I'm stooping this low.
But honestly, I promise some very interesting insights will be made.
The question came up today again, do women assess men by their shoes, and if so why?
I tried to think back to personal experience, and must say I've looked at shoes. I've felt uncomfortable by certain types of shoes. Namely, hiking boots when no hiking was involved, very pointy shoes (I think this goes for both sexes), those thin retro boxer shoes, turtle skin anything,sketchers and overly round caterpilleresque shoes. I must say I've felt uncomfortable around each and everyone of those types of shoes, I've obviously seen past it because I'm not as shallow as you all think I am. But on the whole the more familiar the shoe is to me, the less stressed I will feel when I happen to look below the knee-line.
Why did I do this? I've come up with several hypotheseseses. I consider myself to have insanely good taste in stuff. Having grown up around very high end stuff, having at the same time rolled around in the mud in said high end stuff, I know what is stylish and what is pure crap. This has absolutely nothing to do with price at the end of the day, it has to do with elegance, imagination, a child-like spirit, a level of romance and a kind heart. Yes all those things can go into dress. Now I'm not saying I'm a fashion guru of any sort and I wouldn't possibly be able to predict a next wave of fashion cool. All I know is what I like and what I don't like, and a lot of people have agreed with me in the past. Yes beauty is subjective, but I don't think utter crap is.

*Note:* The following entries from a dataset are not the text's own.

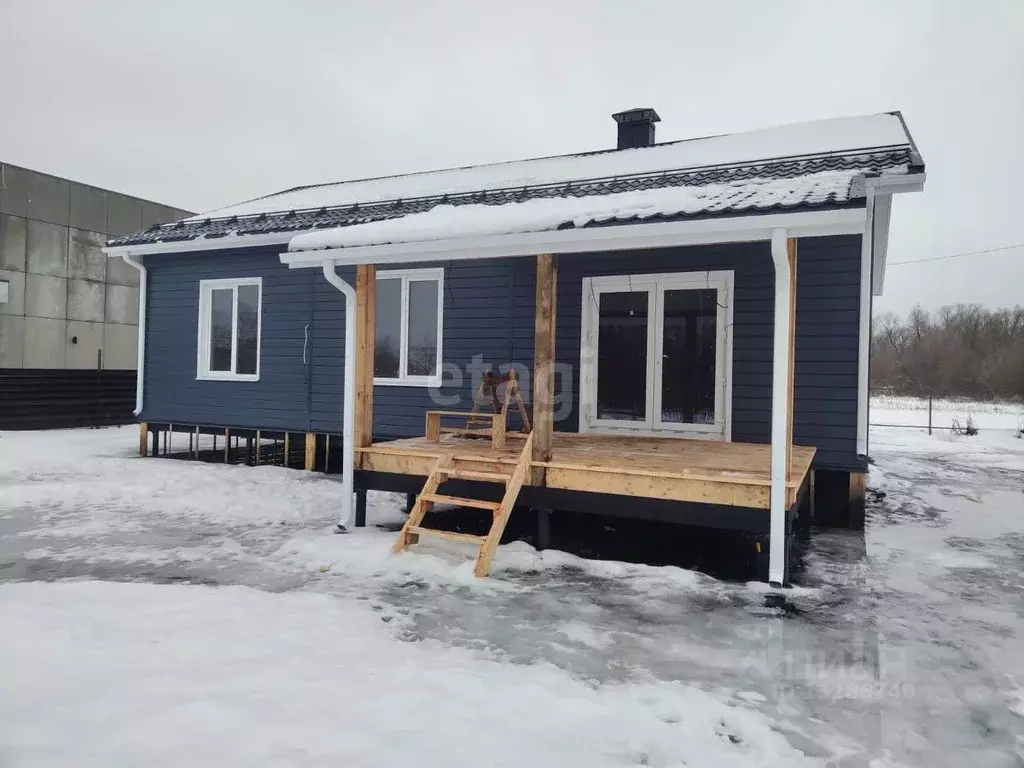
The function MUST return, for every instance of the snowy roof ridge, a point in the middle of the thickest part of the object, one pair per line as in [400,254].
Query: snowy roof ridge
[908,140]
[809,138]
[766,162]
[872,144]
[448,221]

EITHER WAY, I think when you look at a guy's shoes and you sigh like phew I can relate to that, that fits in my world or even Whoa I've never felt comfortable with that before but I think I want to try hard to fit it into my world, THEN its a small clue maybe one nth of the gazillion other hormonal and evolutionary things that will tell you the man is a good potential mate.
Notably, my boyfriend has an awesome taste in shoes :)
Aaand that's why we will have millions of babies together.
No I'm not shallow.
Just accepting a little tip my evolutionary familiarity electro waves in my brain has given me.